Tools for Vietnamese NLP
ViSoLex: An Open-Source Repository for Vietnamese Social Media Lexical Normalization
Abstract: ViSoLex is an open-source system designed to address the unique challenges of lexical normalization for Vietnamese social media text. The platform provides two core services: Non-Standard Word (NSW) Lookup and Lexical Normalization, enabling users to retrieve standard forms of informal language and standardize text containing NSWs. ViSoLex’s architecture integrates pre-trained language models and weakly supervised learning techniques to ensure accurate and efficient normalization, overcoming the scarcity of labeled data in Vietnamese. This paper details the system’s design, functionality, and its applications for researchers and non-technical users. Additionally, ViSoLex offers a flexible, customizable framework that can be adapted to various datasets and research requirements. By publishing the source code, ViSoLex aims to contribute to the development of more robust Vietnamese natural language processing tools and encourage further research in lexical normalization. Future directions include expanding the system’s capabilities for additional languages and improving the handling of more complex non-standard linguistic patterns.
Video: Link.
Github: Link.
Paper: Anh Thi-Hoang Nguyen, Dung Ha Nguyen, and Kiet Van Nguyen. 2025. ViSoLex: An Open-Source Repository for Vietnamese Social Media Lexical Normalization. In Proceedings of the 31st International Conference on Computational Linguistics: System Demonstrations, pages 183–188, Abu Dhabi, UAE. Association for Computational Linguistics.

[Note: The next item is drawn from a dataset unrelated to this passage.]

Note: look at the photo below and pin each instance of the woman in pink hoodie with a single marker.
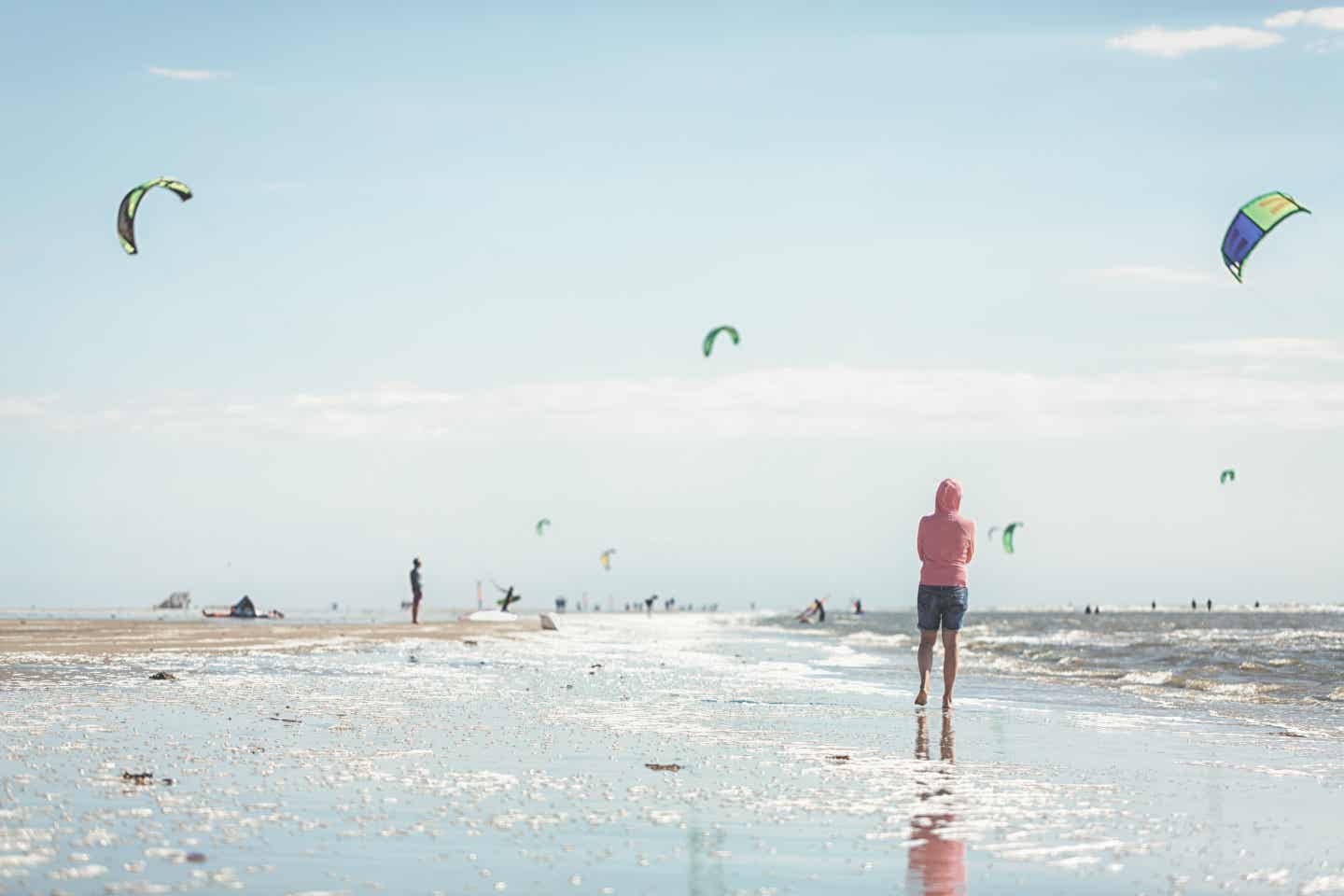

ViSoBERT: A Pre-Trained Language Model for Vietnamese Social Media Text Processing
Abstract: In this paper, we present the first monolingual pre-trained language model for Vietnamese social media texts, ViSoBERT, which is pre-trained on a large-scale corpus of high-quality and diverse Vietnamese social media texts using XLM-R architecture. Moreover, we explored our pre-trained model on five important natural language downstream tasks on Vietnamese social media texts: emotion recognition, hate speech detection, sentiment analysis, spam reviews detection, and hate speech spans detection. Our experiments demonstrate that ViSoBERT, with far fewer parameters, surpasses the previous state-of-the-art models on multiple Vietnamese social media tasks. Our ViSoBERT model is available only for research purposes.
Video: Link.
Huggingface: Link.
Paper: Nam Nguyen, Thang Phan, Duc-Vu Nguyen, and Kiet Nguyen. 2023. ViSoBERT: A Pre-Trained Language Model for Vietnamese Social Media Text Processing. In Proceedings of the 2023 Conference on Empirical Methods in Natural Language Processing, pages 5191–5207, Singapore. Association for Computational Linguistics.
CafeBERT: A Pre-Trained Language Model for Vietnamese
Abstract: CafeBERT, a new state-of-the-art pre-trained model that achieves superior results across all tasks in the VLUE benchmark. Our model combines the proficiency of a multilingual pre-trained model with Vietnamese linguistic knowledge. CafeBERT is developed based on the XLM-RoBERTa model, with an additional pretraining step utilizing a significant amount of Vietnamese textual data to enhance its adaptation to the Vietnamese language. For the purpose of future research, CafeBERT is made publicly available for research purposes.
Video: Link.
Huggingface: Link.
Paper: Phong Nguyen-Thuan Do, Son Quoc Tran, Phu Gia Hoang, Kiet Van Nguyen, and Ngan Luu-Thuy Nguyen. 2024. VLUE: A New Benchmark and Multi-task Knowledge Transfer Learning for Vietnamese Natural Language Understanding. In Findings of the Association for Computational Linguistics: NAACL 2024, pages 211–222, Mexico City, Mexico. Association for Computational Linguistics.